Every box in the architecture diagram played its part — control plane decided and recorded, worker nodes executed.

Common KCNA Architecture Mistakes

• Confusing kubelet and kube-proxy. kubelet runs Pods; kube-proxy handles Service networking. Both run on every node, but their jobs are distinct.
• Thinking the scheduler starts containers. It only decides placement; the kubelet and runtime start them.
• Believing components write to etcd directly. Only the API server does.
• Mixing up CNI and kube-proxy. Pod-to-Pod networking is the CNI plugin; Service routing is kube-proxy.
• Treating Pods as durable. Pods are ephemeral; ReplicaSets and Deployments provide durability.

Practicing Until the Model Is Automatic

Architecture questions on the KCNA reward recognition speed. You want “which component assigns Pods to nodes?” to trigger “scheduler” instantly, without re-deriving it.

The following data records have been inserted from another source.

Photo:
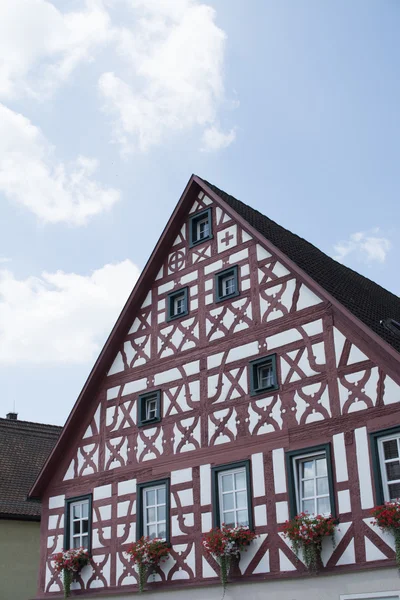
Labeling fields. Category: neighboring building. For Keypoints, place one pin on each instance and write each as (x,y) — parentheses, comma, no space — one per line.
(243,357)
(24,448)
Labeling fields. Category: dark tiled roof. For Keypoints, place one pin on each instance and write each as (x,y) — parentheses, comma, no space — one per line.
(24,448)
(367,300)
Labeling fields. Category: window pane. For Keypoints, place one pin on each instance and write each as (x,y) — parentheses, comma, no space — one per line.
(227,483)
(243,517)
(151,515)
(308,506)
(323,506)
(308,488)
(307,469)
(85,510)
(150,497)
(76,527)
(390,449)
(229,518)
(161,496)
(227,501)
(321,466)
(394,491)
(241,499)
(151,531)
(161,513)
(240,480)
(393,470)
(322,486)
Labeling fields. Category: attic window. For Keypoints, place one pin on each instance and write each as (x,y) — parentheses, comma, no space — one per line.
(392,326)
(200,227)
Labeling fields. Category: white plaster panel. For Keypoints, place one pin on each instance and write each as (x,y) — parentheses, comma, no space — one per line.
(282,512)
(103,491)
(127,487)
(339,449)
(257,468)
(278,461)
(364,469)
(181,476)
(205,484)
(344,501)
(206,522)
(56,501)
(260,515)
(238,256)
(134,386)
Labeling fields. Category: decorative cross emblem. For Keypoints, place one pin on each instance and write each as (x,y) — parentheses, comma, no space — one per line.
(227,238)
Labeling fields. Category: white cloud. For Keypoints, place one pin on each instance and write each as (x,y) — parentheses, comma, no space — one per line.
(171,74)
(31,176)
(40,46)
(214,139)
(61,317)
(365,246)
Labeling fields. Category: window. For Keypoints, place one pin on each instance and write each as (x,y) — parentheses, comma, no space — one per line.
(200,227)
(149,408)
(232,495)
(177,304)
(78,523)
(386,464)
(311,481)
(153,510)
(263,376)
(226,284)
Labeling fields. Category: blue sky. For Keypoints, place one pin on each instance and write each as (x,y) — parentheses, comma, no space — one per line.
(108,106)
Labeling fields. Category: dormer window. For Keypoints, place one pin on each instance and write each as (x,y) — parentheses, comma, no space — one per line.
(149,408)
(200,227)
(226,284)
(177,304)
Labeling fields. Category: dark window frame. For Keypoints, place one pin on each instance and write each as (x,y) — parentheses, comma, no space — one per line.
(67,520)
(170,304)
(218,296)
(139,506)
(254,364)
(293,454)
(141,403)
(193,220)
(376,463)
(215,490)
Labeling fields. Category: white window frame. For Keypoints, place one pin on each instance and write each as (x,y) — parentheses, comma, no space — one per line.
(221,493)
(71,522)
(155,506)
(390,595)
(297,460)
(383,461)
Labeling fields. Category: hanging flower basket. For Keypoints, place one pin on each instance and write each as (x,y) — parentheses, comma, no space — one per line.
(146,554)
(306,533)
(387,517)
(69,563)
(225,543)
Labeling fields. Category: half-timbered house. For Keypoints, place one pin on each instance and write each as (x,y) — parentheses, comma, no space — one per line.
(249,377)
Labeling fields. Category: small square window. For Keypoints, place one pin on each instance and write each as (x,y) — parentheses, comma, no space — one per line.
(263,375)
(153,510)
(200,227)
(149,408)
(177,304)
(226,284)
(78,523)
(386,464)
(232,495)
(311,481)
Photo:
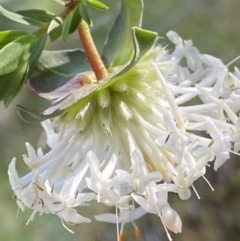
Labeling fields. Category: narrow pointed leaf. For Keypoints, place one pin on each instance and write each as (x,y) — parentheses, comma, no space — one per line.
(143,40)
(84,14)
(19,18)
(37,51)
(15,53)
(96,5)
(55,29)
(40,16)
(11,84)
(9,36)
(118,48)
(31,117)
(76,19)
(66,27)
(56,68)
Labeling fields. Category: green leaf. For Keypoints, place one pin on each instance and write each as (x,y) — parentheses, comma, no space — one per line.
(10,84)
(20,18)
(55,29)
(40,16)
(95,4)
(84,14)
(55,68)
(15,53)
(66,27)
(31,117)
(118,47)
(9,36)
(37,51)
(76,19)
(143,40)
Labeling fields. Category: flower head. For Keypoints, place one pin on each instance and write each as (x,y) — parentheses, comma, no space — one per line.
(131,142)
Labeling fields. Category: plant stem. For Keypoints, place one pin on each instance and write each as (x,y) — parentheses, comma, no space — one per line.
(91,51)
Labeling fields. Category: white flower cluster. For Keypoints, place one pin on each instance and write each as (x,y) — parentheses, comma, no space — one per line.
(150,133)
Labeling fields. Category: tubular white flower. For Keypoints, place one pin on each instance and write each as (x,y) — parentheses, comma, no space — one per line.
(137,139)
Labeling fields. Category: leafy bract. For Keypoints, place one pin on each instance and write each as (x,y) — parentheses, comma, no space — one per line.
(27,17)
(118,48)
(37,49)
(11,84)
(76,19)
(84,14)
(143,40)
(15,53)
(57,74)
(55,29)
(31,117)
(41,17)
(95,4)
(9,36)
(56,68)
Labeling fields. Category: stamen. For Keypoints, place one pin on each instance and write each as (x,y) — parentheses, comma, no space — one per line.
(195,192)
(234,60)
(118,235)
(234,152)
(137,231)
(209,184)
(170,98)
(68,229)
(168,234)
(122,235)
(31,217)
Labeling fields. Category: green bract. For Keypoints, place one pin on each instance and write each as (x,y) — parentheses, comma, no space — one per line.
(34,17)
(143,41)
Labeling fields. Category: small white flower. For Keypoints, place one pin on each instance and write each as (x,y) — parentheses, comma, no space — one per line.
(136,140)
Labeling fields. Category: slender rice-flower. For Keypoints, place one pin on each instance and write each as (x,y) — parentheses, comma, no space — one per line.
(150,132)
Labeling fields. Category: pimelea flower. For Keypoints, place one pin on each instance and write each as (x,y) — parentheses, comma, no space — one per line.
(131,143)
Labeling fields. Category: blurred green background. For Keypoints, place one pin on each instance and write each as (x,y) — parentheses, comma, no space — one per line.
(214,27)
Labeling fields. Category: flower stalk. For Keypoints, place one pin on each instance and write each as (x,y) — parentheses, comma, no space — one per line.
(91,51)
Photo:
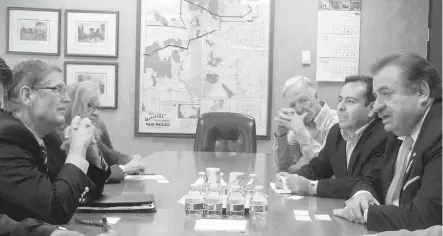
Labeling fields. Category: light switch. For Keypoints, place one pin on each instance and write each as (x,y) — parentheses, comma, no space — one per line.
(306,57)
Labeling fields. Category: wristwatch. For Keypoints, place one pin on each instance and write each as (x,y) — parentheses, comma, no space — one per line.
(123,169)
(313,188)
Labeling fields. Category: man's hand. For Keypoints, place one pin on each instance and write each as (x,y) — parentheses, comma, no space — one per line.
(65,233)
(278,180)
(110,233)
(355,207)
(283,120)
(298,184)
(134,167)
(298,122)
(93,156)
(80,135)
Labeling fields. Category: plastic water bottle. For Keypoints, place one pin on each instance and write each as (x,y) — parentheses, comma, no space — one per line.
(223,184)
(236,203)
(259,204)
(213,202)
(249,190)
(223,191)
(194,202)
(201,182)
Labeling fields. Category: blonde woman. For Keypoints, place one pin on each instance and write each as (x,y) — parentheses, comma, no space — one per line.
(85,102)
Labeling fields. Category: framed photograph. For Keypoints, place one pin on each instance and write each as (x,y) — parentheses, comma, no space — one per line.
(33,31)
(91,33)
(104,74)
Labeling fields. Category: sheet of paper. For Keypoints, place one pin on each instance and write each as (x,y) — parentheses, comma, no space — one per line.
(144,177)
(113,220)
(220,225)
(278,190)
(295,197)
(302,218)
(182,200)
(322,217)
(301,213)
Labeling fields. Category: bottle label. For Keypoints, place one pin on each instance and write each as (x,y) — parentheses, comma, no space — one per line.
(260,208)
(235,207)
(194,206)
(213,207)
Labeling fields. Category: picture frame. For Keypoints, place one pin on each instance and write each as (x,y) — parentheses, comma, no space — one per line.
(33,31)
(104,73)
(91,33)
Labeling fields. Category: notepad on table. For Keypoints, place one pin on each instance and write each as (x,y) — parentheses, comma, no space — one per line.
(277,190)
(144,177)
(220,225)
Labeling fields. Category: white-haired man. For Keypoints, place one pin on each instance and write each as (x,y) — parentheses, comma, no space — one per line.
(302,126)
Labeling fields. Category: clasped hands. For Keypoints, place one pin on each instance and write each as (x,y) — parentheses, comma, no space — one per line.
(296,183)
(288,119)
(80,138)
(355,208)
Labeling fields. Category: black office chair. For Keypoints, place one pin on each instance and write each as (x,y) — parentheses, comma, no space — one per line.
(225,132)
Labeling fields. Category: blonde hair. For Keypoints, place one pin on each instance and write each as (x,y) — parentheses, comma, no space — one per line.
(80,94)
(291,82)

The most reliable way to build that reflex is to work through realistic, scenario-based questions with detailed explanations, so each component’s responsibility gets reinforced under exam-like conditions.

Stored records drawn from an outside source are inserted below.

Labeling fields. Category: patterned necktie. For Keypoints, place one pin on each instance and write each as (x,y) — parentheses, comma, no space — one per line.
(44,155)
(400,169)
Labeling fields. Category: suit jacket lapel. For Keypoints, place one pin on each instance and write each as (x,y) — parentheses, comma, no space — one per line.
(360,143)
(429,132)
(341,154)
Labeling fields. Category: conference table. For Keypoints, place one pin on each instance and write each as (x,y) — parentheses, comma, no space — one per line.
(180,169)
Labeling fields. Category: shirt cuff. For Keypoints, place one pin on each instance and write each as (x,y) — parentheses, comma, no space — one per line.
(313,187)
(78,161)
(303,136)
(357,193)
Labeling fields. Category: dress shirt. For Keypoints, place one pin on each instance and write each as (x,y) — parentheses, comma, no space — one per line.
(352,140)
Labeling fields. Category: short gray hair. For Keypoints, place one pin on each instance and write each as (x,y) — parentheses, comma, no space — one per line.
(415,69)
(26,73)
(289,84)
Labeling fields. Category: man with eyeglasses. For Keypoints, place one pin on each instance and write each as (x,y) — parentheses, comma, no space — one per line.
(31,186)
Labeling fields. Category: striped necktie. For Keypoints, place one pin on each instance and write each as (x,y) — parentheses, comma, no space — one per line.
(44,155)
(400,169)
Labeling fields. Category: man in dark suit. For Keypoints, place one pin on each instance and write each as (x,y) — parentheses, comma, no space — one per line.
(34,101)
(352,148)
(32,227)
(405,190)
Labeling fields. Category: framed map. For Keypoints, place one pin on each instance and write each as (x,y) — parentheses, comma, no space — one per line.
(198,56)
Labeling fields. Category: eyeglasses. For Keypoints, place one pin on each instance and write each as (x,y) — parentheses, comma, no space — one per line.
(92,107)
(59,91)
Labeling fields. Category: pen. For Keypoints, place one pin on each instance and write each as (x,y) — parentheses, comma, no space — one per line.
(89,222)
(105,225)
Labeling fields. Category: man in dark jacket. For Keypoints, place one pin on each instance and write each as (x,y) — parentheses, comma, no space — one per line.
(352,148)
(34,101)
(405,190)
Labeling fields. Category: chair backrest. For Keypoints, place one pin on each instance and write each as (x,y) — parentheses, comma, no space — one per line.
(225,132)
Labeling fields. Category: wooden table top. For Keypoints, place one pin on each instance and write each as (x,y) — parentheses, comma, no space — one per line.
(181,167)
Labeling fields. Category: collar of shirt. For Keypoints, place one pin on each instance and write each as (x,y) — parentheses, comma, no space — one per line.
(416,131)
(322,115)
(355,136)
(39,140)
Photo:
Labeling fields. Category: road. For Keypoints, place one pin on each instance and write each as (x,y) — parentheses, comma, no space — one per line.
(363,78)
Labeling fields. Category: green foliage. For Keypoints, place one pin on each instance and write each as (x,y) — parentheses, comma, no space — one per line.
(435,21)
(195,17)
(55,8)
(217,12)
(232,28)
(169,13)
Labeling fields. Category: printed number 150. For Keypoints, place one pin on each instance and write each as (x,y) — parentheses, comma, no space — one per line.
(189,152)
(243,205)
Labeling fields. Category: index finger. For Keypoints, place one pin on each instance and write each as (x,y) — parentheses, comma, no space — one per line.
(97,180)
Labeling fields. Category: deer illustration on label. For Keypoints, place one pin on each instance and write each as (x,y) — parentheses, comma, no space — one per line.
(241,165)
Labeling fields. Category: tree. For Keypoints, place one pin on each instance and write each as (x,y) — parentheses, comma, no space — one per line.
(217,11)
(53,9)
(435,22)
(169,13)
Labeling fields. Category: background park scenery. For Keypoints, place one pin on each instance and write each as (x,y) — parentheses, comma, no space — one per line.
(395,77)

The Kubernetes and Cloud Native Associate (KCNA) Mock Exam Bundle is built around full-length, performance-focused practice exams that cover the Kubernetes Fundamentals domain in depth, so you encounter these architecture patterns repeatedly before exam day and walk in with the whole cluster diagram in your head.

To go further, pair this with our KCNA study guide for a structured plan, the KCNA exam guide for 2026 for format and domain weightings, and KCNA practice questions to test yourself. If you’re mapping out where KCNA fits in your broader journey, the Kubernetes certification path guide and our CKA vs KCNA comparison show what comes next.

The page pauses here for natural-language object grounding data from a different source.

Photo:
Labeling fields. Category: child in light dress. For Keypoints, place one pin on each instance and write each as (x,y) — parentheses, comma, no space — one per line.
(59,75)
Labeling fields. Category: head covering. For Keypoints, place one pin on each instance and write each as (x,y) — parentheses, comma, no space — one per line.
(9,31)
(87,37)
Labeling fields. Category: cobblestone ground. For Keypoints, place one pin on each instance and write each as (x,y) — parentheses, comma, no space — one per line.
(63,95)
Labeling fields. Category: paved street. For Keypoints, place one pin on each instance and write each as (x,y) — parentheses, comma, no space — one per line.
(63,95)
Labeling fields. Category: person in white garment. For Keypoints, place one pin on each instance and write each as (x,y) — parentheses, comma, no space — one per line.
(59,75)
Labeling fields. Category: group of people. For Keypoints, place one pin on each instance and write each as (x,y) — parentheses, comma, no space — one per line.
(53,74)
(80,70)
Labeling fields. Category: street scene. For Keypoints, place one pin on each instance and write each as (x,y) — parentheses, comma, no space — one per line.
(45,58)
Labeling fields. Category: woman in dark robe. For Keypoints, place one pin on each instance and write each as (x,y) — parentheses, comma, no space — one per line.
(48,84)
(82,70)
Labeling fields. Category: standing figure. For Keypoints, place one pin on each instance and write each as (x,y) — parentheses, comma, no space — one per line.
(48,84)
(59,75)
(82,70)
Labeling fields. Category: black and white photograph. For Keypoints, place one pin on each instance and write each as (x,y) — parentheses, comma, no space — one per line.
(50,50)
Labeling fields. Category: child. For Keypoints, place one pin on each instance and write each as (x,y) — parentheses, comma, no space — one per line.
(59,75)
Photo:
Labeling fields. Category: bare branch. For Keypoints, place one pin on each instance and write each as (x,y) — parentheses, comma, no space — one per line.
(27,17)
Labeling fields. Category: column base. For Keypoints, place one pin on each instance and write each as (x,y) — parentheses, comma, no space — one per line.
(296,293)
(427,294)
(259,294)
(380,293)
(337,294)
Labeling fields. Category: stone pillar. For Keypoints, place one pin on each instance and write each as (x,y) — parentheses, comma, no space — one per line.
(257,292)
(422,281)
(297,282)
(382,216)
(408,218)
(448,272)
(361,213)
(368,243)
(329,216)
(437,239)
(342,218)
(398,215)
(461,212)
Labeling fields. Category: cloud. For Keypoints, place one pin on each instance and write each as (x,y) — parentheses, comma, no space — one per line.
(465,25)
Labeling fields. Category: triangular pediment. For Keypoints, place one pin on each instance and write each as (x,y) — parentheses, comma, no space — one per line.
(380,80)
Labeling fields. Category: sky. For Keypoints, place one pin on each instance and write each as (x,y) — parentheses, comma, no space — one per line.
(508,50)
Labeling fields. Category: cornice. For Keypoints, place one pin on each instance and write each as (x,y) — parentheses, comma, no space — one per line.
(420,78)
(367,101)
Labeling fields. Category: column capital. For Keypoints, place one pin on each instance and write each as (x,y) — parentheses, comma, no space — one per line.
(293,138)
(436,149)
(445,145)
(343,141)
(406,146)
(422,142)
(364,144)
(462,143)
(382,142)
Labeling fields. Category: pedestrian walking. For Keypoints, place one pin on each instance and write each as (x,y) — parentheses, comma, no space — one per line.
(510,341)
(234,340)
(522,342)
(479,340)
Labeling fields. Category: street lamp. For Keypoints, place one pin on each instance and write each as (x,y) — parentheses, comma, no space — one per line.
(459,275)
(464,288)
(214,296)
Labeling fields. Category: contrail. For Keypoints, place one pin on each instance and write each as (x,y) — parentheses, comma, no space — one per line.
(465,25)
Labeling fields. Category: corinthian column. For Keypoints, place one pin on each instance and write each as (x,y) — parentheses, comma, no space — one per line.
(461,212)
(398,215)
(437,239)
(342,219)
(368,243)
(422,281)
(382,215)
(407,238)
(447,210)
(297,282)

Frequently Asked Questions

How much of the KCNA exam is about architecture?

The Kubernetes Fundamentals domain — which includes architecture, the API, core objects, and containers — is the largest at roughly 46%. Understanding the control plane and worker node components is foundational to nearly half the exam.

Do I need to memorize kubectl commands for the KCNA?

You don’t run commands during the exam, but you should know what common kubectl operations do and which component produces the result. Conceptual understanding matters more than syntax for the KCNA.

What is the difference between the control plane and worker nodes?

The control plane makes decisions and stores cluster state (API server, etcd, scheduler, controller manager). Worker nodes run the actual workloads (kubelet, kube-proxy, container runtime). Decisions and state live in the control plane; execution happens on worker nodes.

Which component schedules Pods onto nodes?

The kube-scheduler. It watches for unscheduled Pods, filters and scores feasible nodes, and binds each Pod to the best one. It does not start the containers — the kubelet and container runtime do that.

Why are Pods considered ephemeral?

A Pod is not automatically recreated if it dies on its own. Durability comes from higher-level objects: a ReplicaSet maintains a target number of replicas, and a Deployment manages ReplicaSets to provide rolling updates and rollbacks.

What replaced Docker as the container runtime?

Kubernetes removed the Dockershim in v1.24. Clusters now use CRI-compatible runtimes like containerd or CRI-O. Images built with Docker still run, because they follow the OCI image standard.

Conclusion

Kubernetes architecture is the backbone of the KCNA exam, and it rewards a clean mental model over rote memorization. Remember the split: the control plane decides and stores (API server as the front door, etcd as the source of truth, scheduler for placement, controllers for reconciliation), and worker nodes execute (kubelet runs Pods, kube-proxy handles Service networking, the runtime runs containers). On top of that sit the core objects — Pods, ReplicaSets, Deployments, and Services — connected by labels and selectors.

Internalize how a single kubectl apply flows through every component, and the Kubernetes Fundamentals domain becomes the most reliable points on your exam. Reinforce the model with realistic practice, and you’ll walk in able to reason through any architecture scenario the KCNA puts in front of you.